Et si vous regardez le bilan de cette époque ? On était en 1973-75. Ces gens sont restés en prison jusque dans les années nonante, alors qu’ils avaient déjà quelques années de prison derrière eux avant mes visites ! Or, quand ils sont sortis, après "one man one vote", ils ont gouverné l'Afrique du Sud ! Ce sont les gens qui, grâce au CICR, ont passé un BA ou même un MA à Robben Island, qui ont dirigé l'Afrique du Sud, quand Mandela est arrivé au pouvoir. Imaginez un peu ce qui se serait passé s'ils n’avaient pas eu cette possibilité d’étudier ! Ils seraient quand même arrivés au pouvoir, mais beaucoup moins bien équipés. En fait, c'est quelque chose que j'avais repris d'Israël où nous avions obtenu des Israéliens qu’ils autorisent les détenus Palestiniens à étudier et à passer leurs examens en prison ; mais là, les Israéliens s'étaient montrés beaucoup plus faciles à convaincre (après la période d’interrogatoire bien sûr), une fois que les types avaient été condamnés. Même les "internés administratifs", parce qu'ils restaient longtemps en prison, ont eu la possibilité d'étudier et de s’améliorer…certains dans l’idée de mieux combattre par la suite ! Mais cela ne gênait pas les Israéliens. Dans le cadre de l'Afrique du Sud, "mes" détenus se sont donc auto-éduqués en prison pendant deux décennies... et ça leur a permis de diriger l'Afrique du Sud plus valablement une fois arrivés au pouvoir. En plus de ça, on a obtenu des progrès pour les prisonniers : on a obtenu l'eau chaude, on a obtenu des livres, l'amélioration de la vie quotidienne, la nourriture, etc. Le bilan, de ce point de vue-là, est extraordinairement positif, même si les choses ont pris du temps. Et même si ce n'était pas facile d'entrer dans la mentalité "apartheid" des dirigeants sud-africains. Progressivement, ils ont quand même bougé, grâce aux pressions extérieures aussi. Mais comme nous étions les seuls à pouvoir entrer dans la prison et à voir ces gens, nous étions dans une position clé. Le nom même de Mandela ne pouvait pas être imprimé et sa photo ne pouvait pas être publiée. Nos visites ont donc véritablement constitué un levier extraordinairement important, non seulement pour le quotidien des prisonniers, mais pour l'avenir du pays.
DG : Mais devant les difficultés que vous aviez, comment arriviez-vous à faire passer vos demandes auprès de l'administration sud-africaine?
JM : Il y a eu un moment clé. C'était ma 3e série de visite en mai 1975 (mon sixième EST avec Mandela) et là, j'étais un peu découragé par une certaine absence de progrès sur certains points, comme l’obtention de l’eau chaude pour les prisonniers en hiver.
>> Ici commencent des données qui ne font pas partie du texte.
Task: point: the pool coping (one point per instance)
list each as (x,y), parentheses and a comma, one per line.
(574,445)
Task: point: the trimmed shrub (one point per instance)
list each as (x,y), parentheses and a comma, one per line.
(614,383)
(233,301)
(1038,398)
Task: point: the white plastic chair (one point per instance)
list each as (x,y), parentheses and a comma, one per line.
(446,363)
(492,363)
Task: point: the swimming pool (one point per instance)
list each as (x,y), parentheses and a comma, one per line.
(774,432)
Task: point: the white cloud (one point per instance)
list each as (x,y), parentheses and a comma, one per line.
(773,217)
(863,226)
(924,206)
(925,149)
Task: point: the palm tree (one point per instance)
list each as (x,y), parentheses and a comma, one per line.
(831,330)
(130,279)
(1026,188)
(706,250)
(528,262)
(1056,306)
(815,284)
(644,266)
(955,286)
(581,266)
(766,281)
Et j'ai dit à Mandela : " Est-ce que vous ne pensez pas que nous devrions suspendre nos visites pour "mettre la pression" sur le gouvernement et ne revenir que lorsqu’ils auront apporté les améliorations que nous demandons ? " Sa réaction spontanée a été : " Never do that ! They will call your bluff and you won’t come back. Always remember that what matters is not only the good you bring but also the bad you prevent ". En d’autres termes : " Qu'est-ce qui se passerait si vous ne reveniez pas et que les autorités savaient que vous ne nous visiteriez plus ? La possibilité de votre présence est déjà une limite aux horreurs qu'on veut nous imposer. Never do that ! " (On pourra revenir sur ce dilemme quand on parlera de l’Ukraine.) Mais c'est évidemment là une réflexion générale qu'on se fait quand on visite des détenus politiques, qui ne sont finalement protégés par aucun droit international, contrairement aux PG. Si je ne peux pas faire tout ce que je voudrais et que je laisse tomber pour cela… finalement, qui va payer l'addition ? Les détenus, évidemment ! On est là au cœur d’une problématique fondamentale pour le CICR, surtout pour les détenus politiques, plus que pour les prisonniers de guerre à l’égard desquels l’état a des obligations et le CICR des droits. Si on fait un dérapage, si on se conduit de manière inappropriée, si on commet une erreur critiquable par les autorités lors de la visite (par exemple introduire quelque chose qu'on n'est pas sensé introduire, photographier les prisonniers), cela donne un prétexte à l'autorité pour mettre fin aux visites, et là… ce n'est pas nous qui payons l’addition, ce sont les détenus !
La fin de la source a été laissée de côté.